You've decided it's time to get serious and compare your service providers so you ask for proposals. Some will just give you a proposal and some will actually take some time trying to understand your goals. Some might just ask for a list of features you want (a clear indication that they are just mouse clickers and not thinkers).
And now, you're at a point where you have to make a decision on which agency to choose.
What, OH WHAT, do you do to adequately compare these services?
Here's a fancy chart that might shed some light on the only way you can compare:
Yeah, I know that's probably not very helpful but it is how most people compare the services of web marketing or web design agencies. You will want to see the first list of features and then you'll want to see everyone else's list of features. You'll then look at the price and say, "I don't know. Bob, what do you think?" And Bob says, "I don't know, Joe, they all seem to be the same."

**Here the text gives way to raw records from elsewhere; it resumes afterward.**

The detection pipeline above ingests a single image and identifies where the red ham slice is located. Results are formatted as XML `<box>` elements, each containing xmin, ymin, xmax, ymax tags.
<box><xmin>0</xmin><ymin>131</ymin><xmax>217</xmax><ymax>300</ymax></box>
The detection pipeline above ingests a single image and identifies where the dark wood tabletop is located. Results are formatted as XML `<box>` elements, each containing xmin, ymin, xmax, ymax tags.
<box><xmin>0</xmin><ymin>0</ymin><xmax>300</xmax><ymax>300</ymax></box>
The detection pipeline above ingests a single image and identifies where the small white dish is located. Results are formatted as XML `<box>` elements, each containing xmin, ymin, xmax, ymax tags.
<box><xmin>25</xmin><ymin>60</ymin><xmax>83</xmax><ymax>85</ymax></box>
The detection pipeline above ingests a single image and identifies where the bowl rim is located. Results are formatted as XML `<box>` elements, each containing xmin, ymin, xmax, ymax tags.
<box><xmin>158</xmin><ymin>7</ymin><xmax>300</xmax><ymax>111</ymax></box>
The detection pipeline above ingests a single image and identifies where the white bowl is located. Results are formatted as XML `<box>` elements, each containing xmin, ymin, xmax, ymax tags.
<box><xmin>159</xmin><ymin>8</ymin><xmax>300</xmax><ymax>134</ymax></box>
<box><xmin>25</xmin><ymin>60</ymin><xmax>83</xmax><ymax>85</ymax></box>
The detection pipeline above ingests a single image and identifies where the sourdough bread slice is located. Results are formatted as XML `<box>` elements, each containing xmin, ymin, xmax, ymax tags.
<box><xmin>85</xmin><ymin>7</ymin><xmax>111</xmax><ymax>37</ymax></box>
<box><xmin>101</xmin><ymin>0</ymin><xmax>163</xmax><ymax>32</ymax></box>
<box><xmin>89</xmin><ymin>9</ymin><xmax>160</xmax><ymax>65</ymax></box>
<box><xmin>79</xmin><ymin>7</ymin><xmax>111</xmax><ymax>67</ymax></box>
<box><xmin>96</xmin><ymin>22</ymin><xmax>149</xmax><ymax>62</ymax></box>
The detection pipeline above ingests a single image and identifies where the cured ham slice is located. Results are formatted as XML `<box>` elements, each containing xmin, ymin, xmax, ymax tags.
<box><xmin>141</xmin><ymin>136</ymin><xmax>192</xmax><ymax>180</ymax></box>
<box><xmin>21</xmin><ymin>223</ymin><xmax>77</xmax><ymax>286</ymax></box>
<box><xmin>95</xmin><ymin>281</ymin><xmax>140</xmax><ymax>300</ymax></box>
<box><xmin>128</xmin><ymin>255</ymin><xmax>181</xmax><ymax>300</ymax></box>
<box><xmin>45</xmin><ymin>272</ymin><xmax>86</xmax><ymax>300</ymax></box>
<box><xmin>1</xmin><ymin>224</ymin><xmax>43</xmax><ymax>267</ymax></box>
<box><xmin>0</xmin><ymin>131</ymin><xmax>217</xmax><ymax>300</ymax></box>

Of course, I might have confused you because your name isn't Bob or Joe, so you'll have to read between the lines a little.
Almost none of that matters. Just about every agency can do just about everything you want them to do (or, they will at least say they can). You want search engine optimization? Yep, we can do it. You want email marketing? Yes, we can do it? You want a gimble-hopper on your knob-knocker? Sure, easy peasy.
But, there really are three distinct things you are looking for. Only three. If you can adequately qualify these three things, you'll have chosen the right partner.
Little disclaimer. These three things do not absolve you of the responsibility to vet their history and skills. Look at their website. Look at their own marketing. If they can't do it for themselves, they won't be able to do it for you. Just make sure you understand their goals before you judge.
Oh, I also believe these are in order of importance.
Yes, this is first and foremost. Do you trust them? Will they be able to help you acheive your goals? Do they even understand your goals?
Little hint, if they never ask you what your business goals are, you can't trust they will acheive them through your marketing initiatives. If your goal is to increase your business and they say that SEO (search engine optimization) will get you more traffic then that means they don't understand your business goals and shouldn't be trusted.
Take the time necessary to ask questions that demonstrate they know and understand you, your business, and your needs and that you can trust them to accomplish those for you the way they say they can. If you worry that you'll have to tell them every step of the way what to do and when to do it, then don't hire them.
You are going to spend a fair bit of time with your new marketing and/or design agency. You are going to be in strategy meetings. You are going to get emails. If they are worthy of doing business with you, they will be doing a lot of work for you on an on-going basis. If you do not connect during the sales proccess, don't force it.
Make sure that when you go into their office or talk to them on the phone you feel comfortable. Culture can be felt at long distances if you aren't in the same city or even state. Trust your gut. If the culture doesn't feel right, they are not right.
You are going to spend a lot of money. You are probably going to spend more money than you think. Did you know that the average SMB website, when built properly, is a $12K - $15K prospect? Anything less than that, they are leaving something out.
Did you know that truly effective marketing for an SMB doesn't happen for less than $8 to $10K per month? Pieces might (and should) cost less. But the full-meal deal requires a full-meal budget.
Okay, did that scare you? But it's the reality.
There are those that can do some of those things for less and that might be okay as a starting point but if you want lasting success, you need to spend that money to make the money you want to make. Don't skimp.
But, there is something more important than just having the budget for the services they provide. You need to have budget for things outside of their contract. You need budget for advertising, additional content development, and even traditional media.
But, the reality is, regardless of where your budget lies and how much you are hiring them to do and how much you are doing yourself, you have to be able to trust that they will be able to handle your budget effectively.
So, what does it really come down to?
You are looking for a partner that shares your values and has the ability to pull off what you want done. You aren't going to figure that out by comparing services. No two proposals will look the same. They will each have their own approach. That doesn't necessarily make one better than the other. But, the company, and more to the point, the people, are what really matter.
Can you trust them? Can they fit your culture? Does your budget line up with what they can provide and with what your goals really dictate?
Find that in your partner and you'll be set.